2017-06-29 17:37:21,261 DEBUG [NetworkClient] - [scheduler-1] - Node 2147483644 disconnected.
2017-06-29 17:37:21,263 DEBUG [ConsumerNetworkClient] - [scheduler-1] - Cancelled JOIN_GROUP request {api_key=11,api_version=1,correlation_id=19,client_id=ingestion-matching-kafka-consumer-dev1} with correlation id 19 due to node 2147483644 being disconnected

Those are the first and last messages I think are relevant. Here are the relevant timeouts I've set:

session.timeout.ms=30000
max.poll.interval.ms=43200000    
request.timeout.ms=43205000 # the docs said to keep this higher than max.poll.interval.ms
enable.auto.commit=false

Should I set heartbeat.interval.ms too? Is this the interval that heartbeats are sent by the consumer to the broker automatically in some background thread (I have read the docs but for some reason I can't quite wrap my head around it)?

回答1:

If your client does not disconnect properly (crash or SIGINT), it will take session.timeout.ms (30 seconds in your case) for the server to kick it from the group. During this time, the server will still think the consumer is part of the group, so it will not do any reassignments. Once this delay is over, assigned partitions will be reassigned to other consumers (if any).
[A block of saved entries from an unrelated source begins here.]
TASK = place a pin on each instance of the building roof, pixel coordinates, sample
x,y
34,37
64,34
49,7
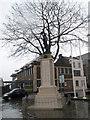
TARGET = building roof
x,y
63,61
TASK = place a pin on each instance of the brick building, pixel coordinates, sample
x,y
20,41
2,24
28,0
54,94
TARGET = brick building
x,y
31,72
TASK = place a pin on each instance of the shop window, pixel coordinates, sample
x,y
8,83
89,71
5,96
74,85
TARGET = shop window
x,y
76,72
77,83
79,65
74,64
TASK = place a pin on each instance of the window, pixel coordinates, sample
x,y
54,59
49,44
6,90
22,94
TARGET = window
x,y
76,72
38,72
38,83
77,83
79,65
74,64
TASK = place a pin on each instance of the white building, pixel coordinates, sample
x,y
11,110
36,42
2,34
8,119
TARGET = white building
x,y
79,80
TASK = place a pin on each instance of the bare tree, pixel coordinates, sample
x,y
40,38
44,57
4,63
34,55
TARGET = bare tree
x,y
42,27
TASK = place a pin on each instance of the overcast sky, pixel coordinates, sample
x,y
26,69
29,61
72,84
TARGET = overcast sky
x,y
9,65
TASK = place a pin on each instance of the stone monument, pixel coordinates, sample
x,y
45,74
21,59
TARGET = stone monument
x,y
48,97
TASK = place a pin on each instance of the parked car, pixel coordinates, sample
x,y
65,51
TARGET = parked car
x,y
15,93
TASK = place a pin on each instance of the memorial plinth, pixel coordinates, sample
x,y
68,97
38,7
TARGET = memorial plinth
x,y
48,96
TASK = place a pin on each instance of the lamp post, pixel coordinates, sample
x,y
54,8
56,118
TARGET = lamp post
x,y
74,85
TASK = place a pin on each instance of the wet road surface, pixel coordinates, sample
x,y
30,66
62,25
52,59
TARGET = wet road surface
x,y
13,109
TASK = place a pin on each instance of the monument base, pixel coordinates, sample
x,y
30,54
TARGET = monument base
x,y
47,98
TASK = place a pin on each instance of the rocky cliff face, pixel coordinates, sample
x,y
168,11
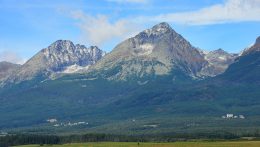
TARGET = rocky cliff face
x,y
58,57
157,51
218,62
254,48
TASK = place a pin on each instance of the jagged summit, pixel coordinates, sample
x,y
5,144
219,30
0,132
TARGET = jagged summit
x,y
159,29
155,51
56,58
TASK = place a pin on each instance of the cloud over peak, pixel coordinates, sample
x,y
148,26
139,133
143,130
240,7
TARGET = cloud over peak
x,y
97,30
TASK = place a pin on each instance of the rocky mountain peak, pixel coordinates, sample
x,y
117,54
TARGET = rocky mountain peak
x,y
159,29
57,58
252,49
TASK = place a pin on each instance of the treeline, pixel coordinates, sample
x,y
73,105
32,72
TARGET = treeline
x,y
24,139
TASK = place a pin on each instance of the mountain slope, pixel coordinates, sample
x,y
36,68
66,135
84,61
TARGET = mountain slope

This of course does not happen if you use a new group ID. While it's tempting to use a new group everytime when developing (as you don't have to wait) you lose any committed offsets by the previous group and this might not represent the state your app will be in while running in production.

Regarding max.poll.interval.ms, it's the maximum delay allowed between 2 calls to poll() in your consumer logic. I don't think this setting is relevant to this question.



回答2:

I know it's a quite old question but I had similar issue and finally I understood the reason of this situation and want to share.

When rebalance starts Kafka waits all consumers in the group to poll() and send joinGroup request. Rebalance timeout is equal to max.poll.interval.ms. So Kafka waits until rebalance timeout or end of the process for each consumer.

In your case you set max.poll.interval.ms to 12 hours. Only sensible reason to that you must have a long process. So when rebalance starts Kafka will wait until your process is finished or 12 hours is passed. That's why your consumer seems stuck.